The farmers’ market was closed so they drove to Oamaru every week to collect produce from Willowbridge, Brydone Organics and Kakanui, and often had to drive to Roxburgh for fruit as well.
Since then the farm has been sold and Rose manages the business herself with help from her sister and a friend, but has now employed a couple of part-time students.
She is constantly adding products to her offerings, often at the request of customers — coffee from Mazagran, bread from Gilbert’s, Holy Cow milk, Ronia and Pippi’s nut "mylks", honey from a small grower on the Taieri, eggs, sometimes Whitestone cheese, and even avocados and citrus in season from small growers in the North Island.
She also offers a choice of recipes, with meat, vegetarian and vegan selections, with all the ingredients, including things such as quinoa or rice and spices, packed in a separate bag. Another customer request was to make it easier for teenagers to cook, she said with a laugh.
Many of her customers are professionals with young families.
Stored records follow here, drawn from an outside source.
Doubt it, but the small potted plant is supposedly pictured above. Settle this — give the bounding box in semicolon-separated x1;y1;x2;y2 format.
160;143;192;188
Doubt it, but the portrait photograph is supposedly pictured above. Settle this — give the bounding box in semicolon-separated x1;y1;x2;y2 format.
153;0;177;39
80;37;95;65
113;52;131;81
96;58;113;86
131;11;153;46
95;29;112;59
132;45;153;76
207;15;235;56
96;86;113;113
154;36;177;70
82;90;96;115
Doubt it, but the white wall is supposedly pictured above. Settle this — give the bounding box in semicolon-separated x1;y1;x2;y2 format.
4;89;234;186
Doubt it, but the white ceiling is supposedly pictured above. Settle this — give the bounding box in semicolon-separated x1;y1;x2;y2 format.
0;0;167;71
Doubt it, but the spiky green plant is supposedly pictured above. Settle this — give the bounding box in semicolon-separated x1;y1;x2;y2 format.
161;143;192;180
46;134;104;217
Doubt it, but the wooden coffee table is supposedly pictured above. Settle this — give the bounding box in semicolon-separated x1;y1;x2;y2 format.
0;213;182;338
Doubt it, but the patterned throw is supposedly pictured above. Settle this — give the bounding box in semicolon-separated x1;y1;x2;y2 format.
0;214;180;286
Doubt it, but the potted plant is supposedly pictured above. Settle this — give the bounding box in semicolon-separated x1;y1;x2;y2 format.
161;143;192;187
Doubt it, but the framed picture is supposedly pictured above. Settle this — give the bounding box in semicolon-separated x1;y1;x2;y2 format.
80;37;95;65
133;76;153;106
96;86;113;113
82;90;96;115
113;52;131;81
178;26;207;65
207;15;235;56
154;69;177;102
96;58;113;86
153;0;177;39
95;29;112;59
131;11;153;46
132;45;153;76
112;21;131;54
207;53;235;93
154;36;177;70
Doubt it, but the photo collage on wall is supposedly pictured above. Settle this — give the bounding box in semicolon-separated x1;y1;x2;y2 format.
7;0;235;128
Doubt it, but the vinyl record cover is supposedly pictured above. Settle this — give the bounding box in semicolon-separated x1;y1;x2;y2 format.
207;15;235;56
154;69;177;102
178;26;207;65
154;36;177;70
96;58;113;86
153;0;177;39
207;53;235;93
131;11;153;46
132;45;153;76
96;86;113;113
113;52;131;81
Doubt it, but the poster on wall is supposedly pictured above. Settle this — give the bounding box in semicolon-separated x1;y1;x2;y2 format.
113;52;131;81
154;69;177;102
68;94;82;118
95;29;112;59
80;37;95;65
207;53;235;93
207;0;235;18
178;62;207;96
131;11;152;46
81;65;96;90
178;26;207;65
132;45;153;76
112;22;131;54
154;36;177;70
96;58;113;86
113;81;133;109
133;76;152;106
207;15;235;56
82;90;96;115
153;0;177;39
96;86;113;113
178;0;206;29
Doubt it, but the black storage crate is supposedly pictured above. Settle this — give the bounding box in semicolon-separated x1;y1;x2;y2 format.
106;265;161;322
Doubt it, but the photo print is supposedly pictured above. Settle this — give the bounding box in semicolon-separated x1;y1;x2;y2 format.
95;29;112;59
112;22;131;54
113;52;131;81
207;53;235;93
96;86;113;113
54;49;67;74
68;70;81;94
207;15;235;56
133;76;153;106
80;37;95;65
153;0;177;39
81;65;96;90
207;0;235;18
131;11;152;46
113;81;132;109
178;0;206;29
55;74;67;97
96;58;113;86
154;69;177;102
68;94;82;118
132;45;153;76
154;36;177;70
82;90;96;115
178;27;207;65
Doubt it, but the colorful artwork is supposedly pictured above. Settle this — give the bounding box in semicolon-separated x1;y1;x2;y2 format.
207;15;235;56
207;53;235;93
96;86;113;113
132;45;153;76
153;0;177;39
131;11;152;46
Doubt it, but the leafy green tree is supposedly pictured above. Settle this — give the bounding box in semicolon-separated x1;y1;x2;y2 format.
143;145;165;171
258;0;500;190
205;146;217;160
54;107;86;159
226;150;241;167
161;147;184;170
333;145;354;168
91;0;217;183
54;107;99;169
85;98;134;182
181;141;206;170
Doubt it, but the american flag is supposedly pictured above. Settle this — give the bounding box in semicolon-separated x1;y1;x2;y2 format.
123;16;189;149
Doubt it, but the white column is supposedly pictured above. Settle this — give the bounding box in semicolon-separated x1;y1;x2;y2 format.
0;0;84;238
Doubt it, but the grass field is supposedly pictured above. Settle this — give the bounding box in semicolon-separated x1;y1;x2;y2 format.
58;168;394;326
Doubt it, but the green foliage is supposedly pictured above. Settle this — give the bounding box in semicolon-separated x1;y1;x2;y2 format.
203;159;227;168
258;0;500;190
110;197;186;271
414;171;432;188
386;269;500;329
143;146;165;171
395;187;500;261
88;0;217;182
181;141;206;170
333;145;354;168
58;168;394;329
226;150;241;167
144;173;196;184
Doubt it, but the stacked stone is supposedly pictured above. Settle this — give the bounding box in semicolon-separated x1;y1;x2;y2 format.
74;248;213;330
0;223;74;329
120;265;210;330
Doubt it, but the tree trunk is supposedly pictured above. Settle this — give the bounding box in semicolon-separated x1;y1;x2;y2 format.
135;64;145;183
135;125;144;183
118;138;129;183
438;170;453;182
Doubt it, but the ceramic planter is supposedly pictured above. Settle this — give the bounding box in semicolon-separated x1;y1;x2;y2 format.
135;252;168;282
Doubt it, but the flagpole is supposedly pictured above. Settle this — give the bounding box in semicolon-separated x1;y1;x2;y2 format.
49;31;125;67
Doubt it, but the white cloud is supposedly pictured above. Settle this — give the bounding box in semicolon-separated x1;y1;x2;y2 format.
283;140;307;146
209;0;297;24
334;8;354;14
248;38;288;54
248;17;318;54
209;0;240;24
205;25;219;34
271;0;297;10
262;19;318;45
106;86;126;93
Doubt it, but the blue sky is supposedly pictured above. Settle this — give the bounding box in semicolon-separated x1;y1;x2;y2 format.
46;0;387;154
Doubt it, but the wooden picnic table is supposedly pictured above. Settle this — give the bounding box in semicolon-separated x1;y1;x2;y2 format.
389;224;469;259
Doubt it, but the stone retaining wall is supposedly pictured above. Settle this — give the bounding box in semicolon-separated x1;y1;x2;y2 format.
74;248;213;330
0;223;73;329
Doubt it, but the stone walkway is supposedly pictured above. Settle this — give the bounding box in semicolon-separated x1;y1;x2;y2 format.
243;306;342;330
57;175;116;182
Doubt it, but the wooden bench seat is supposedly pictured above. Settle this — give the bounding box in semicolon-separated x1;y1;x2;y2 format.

"A lot of them want good healthy food and want to support small local business. Many of the suppliers are organic and they like that. I guess you could say they are people who can afford to have scruples about their food, but I think people on a more restricted budget would still find it was worthwhile, I hope."
A box of vegetables for two for a week is about $70 but some people find that enough for a fortnight.
"You pack a box and then think it doesn’t look like enough food but you know it is because you’ve counted it and thought ‘how many courgettes would I use if I were only cooking for me?Two or three a week at most’. And you want a variety."
One week recently boxes included potatoes, courgettes, carrots, red onions, red and green cabbages, spring onions, pak choi, snowball turnips, pumpkin, corn, basil and a mix of eggplant. tomato, chillies, cucumber, capsicum and some Brussels sprouts.
Because she has to place her orders on a Wednesday but customers’ orders don’t come in until Thursday, she often has leftover inventory so runs a small fruit and vegetable market at Summerset retirement village.
"It’s hugely social, mostly ladies, and they’ll buy one or two tomatoes and a small handful of lettuce and they are very particular about the apple varieties they will buy — and you get all these stories."
But if all that’s not enough, Rose also volunteers to cook once a week at the local night shelter.
"This is madness which I’ve inflicted on myself. On a Saturday I do Locavore and then I do the night shelter, usually with a few hours’ gap between. That means I get Sunday and Monday as a weekend."
Food for the shelter mostly comes from Kiwi Harvest food rescue, and donations.
"It’s been interesting cooking for people who come to the night shelter and thinking about the food we do here and how accessible that is to all sorts of people. I’m trying to introduce lots of secret vegetables. But if takeaways is all you know other food is very strange."